PI-118 - DRUG-INDUCED ADE PREDICTION MODEL PERFORMANCE DEPENDS ON STATISTICAL MODELS AND STATISTICALLY SIGNIFICANT THRESHOLDS FOR DRUG-INDUCED ADE DATA
Wednesday, May 28, 2025
5:00 PM - 6:30 PM East Coast USA Time
J. Ouyang1, P. Zhang2, L. Wang3, L. Li1; 1The Ohio State University, Columbus, OH, United States, 2Indiana University, Indianapolis, IN, United States, 3The Ohio State University, Columbus, OH, USA.
Graduate Research Associate The Ohio State University Columbus, Ohio, United States
Background: Drug-induced ADE prediction models typically rely on positive labels inferred from statistical methods. However, the impact of various statistical models and significance thresholds on model performance has not been extensively studied. Methods: The study utilized a rigorously cleaned and structured FAERS dataset, where drug names were mapped using ChEMBL. We implemented six different statistical methods to assess drug-ADE relationships: the Proportional Reporting Ratio (PRR), Reporting Odds Ratio (ROR), Information Component (IC), Bayesian Confidence Propagation Neural Network (BCPNN), Empirical Bayesian Geometric Mean (EBGM), and a novel Frequency and Risk-Aware Model (FARM) that assumes relative risks (RRs) follow a mixture distribution. For each drug-ADE pair, a contingency table was generated to facilitate the calculation of metrics under these models.
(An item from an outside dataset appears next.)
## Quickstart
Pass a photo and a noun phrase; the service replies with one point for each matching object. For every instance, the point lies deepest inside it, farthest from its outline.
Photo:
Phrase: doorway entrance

Drug-ADE pairs were then labeled as positive based on thresholds of top 10%, 30%, and 50% ranks. Then, predictive models were developed using logistic regression that included sixteen molecular features from PubChem. The prediction model performance is evaluated by the area under the receiver operating characteristic curve (AUC). Results: Analysis of statistical overlaps showed that PRR and ROR are almost identical, with over 99% similarity in their top 10% ranked drug-ADE pairs. The FARM model demonstrated a significant 84% overlap with both PRR and ROR. BFDR and BCPNN also showed an 84% overlap, while other methodology pairs like IC with BFDR or BCPNN had lower overlaps ranging from 11% to 34%. This variation demonstrated signal detection is methodology-dependent. We investigated the drug-induced ADE prediction model performance based on statistical methods and statistical significance thresholds. As shown in Figure 1, BFDR leads to the highest performance in AUC. Data generated from the top 10% thresholds generally have better performance than the other thresholds. Conclusion: The study shows that PRR/ROR is very similar to FARM in rank top drug-ADE pairs, as are BFDR and BCPNN. The other method pairs are quite different. Regardless of which statistical methods, drug-ADE data generated from the top 10% thresholds generally led to better ADE prediction model performance than the other thresholds.